Überraschende Ergebnisse
Ältere Studien mit ähnlichem Aufbau beschäftigten sich vor Allem mit der Schmerzverarbeitung. Dabei zeigte sich, dass Schmerz in der Auswurfphase des Herzens weniger intensiv wahrgenommen wird. Die aktuelle Studie führte jedoch zu dem Ergebnis, dass dies nicht generell für alle senorischen Verarbeitungsprozesse gilt: in der Systole wurden ängstliche Gesichtsausdrücke signifikant besser wahrgenommen als in der Diastole. Passend dazu war auch die Aktivität in den Mandelkernen, einer Hirnstruktur, die besonders stark mit der Verarbeitung emotionaler Gedächtnisinhalte involviert ist, bei Darbietung ängstlicher Gesichter in der Systole aktiver. Interessanterweise war das Ausmaß der Wahrnehmungsunterschiede bei ängstlichen Probanden größer. Bei Menschen mit Angstkrankheiten wird generell über eine stärkere Reaktion des Herz-Kreislaufsystems berichtet.
Physiologische Grundlage
Doch welche nachweisbare Verbindung besteht zwischen Herz und Gehirn? Das Herz ist mit einem eigenen Nervensystem ausgestattet, das unabhängig vom Rest des Körpers arbeiten kann und die regelmäßige Herzaktion mit Kontraktion und Entspannung ermöglicht. Bestimmte Eigenschaften dieses geregelten Prozesses wie die Anzahl der Schläge pro Minute oder die Dauer der Überleitung von den Vorhöfen auf die Kammern des Herzens können jedoch durch Hormone oder durch das sogenannte vegetative Nervensystem moduliert werden. Der Körper kann in einer Stressreaktion das durchschnittliche Blutvolumen, das pro Zeiteinheit durch den Körper zirkuliert, erhöhen. Hirstrukturen erhalten über das vegetative Nervensystem eine Art Feedback über den Ist-Zustand. Außerdem gibt es in bestimmten Arterien sogenannte Barorezeptoren. Diese Rezeptoren messen den Druck im Gefäßsystem und sind ebenfalls ein Bestandteil des vegetativen Systems. Die Nervenfasern übermitteln die Informationen an das Gehirn.

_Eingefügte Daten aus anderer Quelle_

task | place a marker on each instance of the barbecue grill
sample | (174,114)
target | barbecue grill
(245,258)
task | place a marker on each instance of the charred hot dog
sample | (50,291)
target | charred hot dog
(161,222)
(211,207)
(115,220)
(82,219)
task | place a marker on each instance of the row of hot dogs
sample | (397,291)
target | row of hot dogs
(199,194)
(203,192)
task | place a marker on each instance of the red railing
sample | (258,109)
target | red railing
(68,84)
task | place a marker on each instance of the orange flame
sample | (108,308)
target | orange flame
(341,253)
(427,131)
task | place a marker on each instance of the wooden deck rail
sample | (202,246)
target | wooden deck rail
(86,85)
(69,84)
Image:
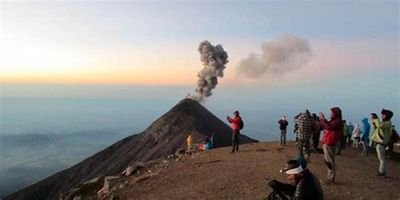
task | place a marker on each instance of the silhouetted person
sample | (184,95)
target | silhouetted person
(237,125)
(305,131)
(381,137)
(393,139)
(283,123)
(365,136)
(304,185)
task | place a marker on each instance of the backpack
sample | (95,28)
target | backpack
(241,124)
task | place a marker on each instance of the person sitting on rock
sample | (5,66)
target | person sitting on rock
(304,185)
(189,141)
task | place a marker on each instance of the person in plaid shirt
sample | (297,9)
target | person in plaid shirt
(306,126)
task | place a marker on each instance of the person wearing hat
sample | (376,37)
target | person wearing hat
(237,125)
(333,131)
(381,137)
(305,130)
(304,184)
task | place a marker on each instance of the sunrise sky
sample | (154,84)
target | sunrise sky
(155,43)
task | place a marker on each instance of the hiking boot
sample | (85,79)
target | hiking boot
(381,174)
(328,181)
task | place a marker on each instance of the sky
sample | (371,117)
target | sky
(155,42)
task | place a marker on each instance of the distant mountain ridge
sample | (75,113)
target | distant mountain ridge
(164,136)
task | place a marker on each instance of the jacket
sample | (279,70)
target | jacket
(235,122)
(382,133)
(283,124)
(307,188)
(306,126)
(365,129)
(333,131)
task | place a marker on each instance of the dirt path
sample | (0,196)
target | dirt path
(220,174)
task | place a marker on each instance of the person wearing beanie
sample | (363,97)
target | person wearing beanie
(303,184)
(365,136)
(333,131)
(381,137)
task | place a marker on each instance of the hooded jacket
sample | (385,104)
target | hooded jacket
(333,129)
(235,122)
(382,133)
(365,129)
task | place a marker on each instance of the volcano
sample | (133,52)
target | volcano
(164,137)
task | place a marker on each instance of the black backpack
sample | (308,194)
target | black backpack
(241,124)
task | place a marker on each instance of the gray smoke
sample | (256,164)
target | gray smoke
(214,59)
(285,54)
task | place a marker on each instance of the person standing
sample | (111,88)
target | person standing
(365,136)
(342,143)
(283,123)
(374,116)
(332,131)
(393,139)
(317,132)
(381,137)
(237,125)
(304,132)
(189,142)
(350,129)
(356,136)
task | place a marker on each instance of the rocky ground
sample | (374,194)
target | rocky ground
(219,174)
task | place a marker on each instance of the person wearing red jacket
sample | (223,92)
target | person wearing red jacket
(236,126)
(333,131)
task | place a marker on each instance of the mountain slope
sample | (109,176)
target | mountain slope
(166,135)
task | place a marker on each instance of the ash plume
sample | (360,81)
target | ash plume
(214,59)
(285,54)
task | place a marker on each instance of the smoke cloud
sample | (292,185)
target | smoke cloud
(214,59)
(285,54)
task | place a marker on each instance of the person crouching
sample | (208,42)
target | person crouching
(304,185)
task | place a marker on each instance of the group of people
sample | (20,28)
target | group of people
(337,135)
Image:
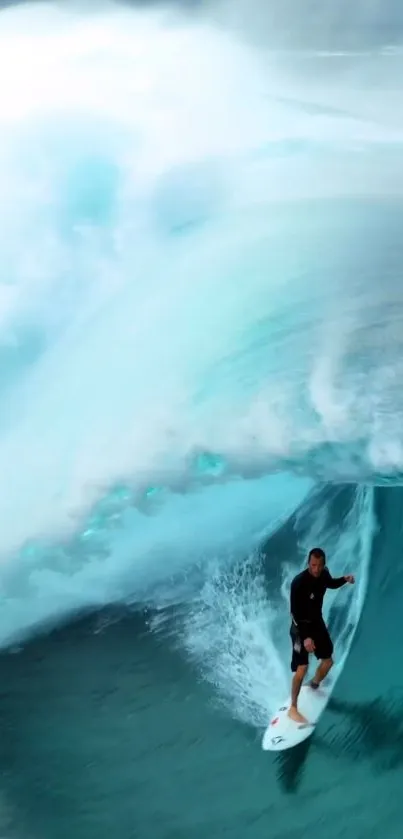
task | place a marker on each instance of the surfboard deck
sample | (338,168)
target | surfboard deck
(283,733)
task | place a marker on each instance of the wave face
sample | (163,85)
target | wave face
(200,326)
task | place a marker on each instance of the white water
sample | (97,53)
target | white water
(173,246)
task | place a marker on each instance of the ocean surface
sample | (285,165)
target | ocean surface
(201,367)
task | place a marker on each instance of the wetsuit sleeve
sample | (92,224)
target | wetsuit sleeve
(334,582)
(298,608)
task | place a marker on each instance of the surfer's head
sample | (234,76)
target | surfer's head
(316,561)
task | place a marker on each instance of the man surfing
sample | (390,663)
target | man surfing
(309,633)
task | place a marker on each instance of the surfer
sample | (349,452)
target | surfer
(309,633)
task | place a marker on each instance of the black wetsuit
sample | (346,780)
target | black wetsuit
(306,600)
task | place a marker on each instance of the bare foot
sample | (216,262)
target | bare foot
(295,716)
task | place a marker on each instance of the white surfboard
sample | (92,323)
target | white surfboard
(283,733)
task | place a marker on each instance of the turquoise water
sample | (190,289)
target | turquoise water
(108,728)
(200,379)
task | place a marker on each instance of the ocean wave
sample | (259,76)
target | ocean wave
(200,314)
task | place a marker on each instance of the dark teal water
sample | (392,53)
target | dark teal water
(107,730)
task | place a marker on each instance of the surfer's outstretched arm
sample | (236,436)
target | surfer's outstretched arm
(337,582)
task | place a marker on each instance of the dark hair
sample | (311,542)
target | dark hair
(318,553)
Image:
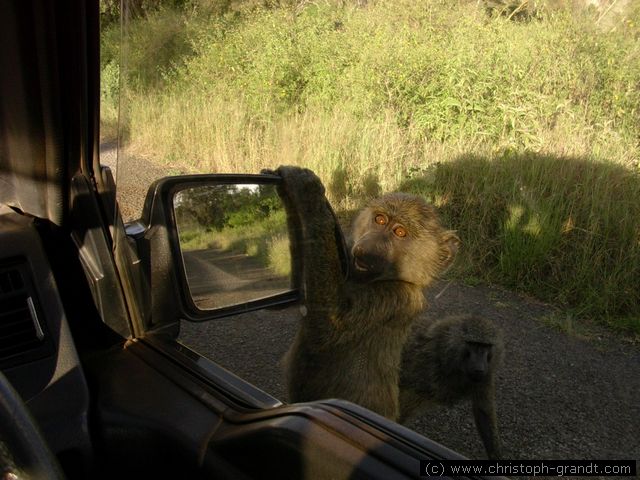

Diese Grundlagen könnten ein möglicher Mechanismus für die Unterschiede in der Wahrnehmung während der Systole und der Diastole sein. Die Ergebnisse der Studie können zur Entwicklung neuer Strategien bei der Behandlung von Angstkrankheiten beitragen. Durch pharmakologische Interventionen kann die Diastolendauer des Herzens beeinflusst werden. Natürlich soll die konventionelle Psychotherapie nicht durch die Beeinflussung der Herzfunktion verdrängt werden, doch möglicherweise wirken solche Ansätze unterstützend in der bisherigen Therapie.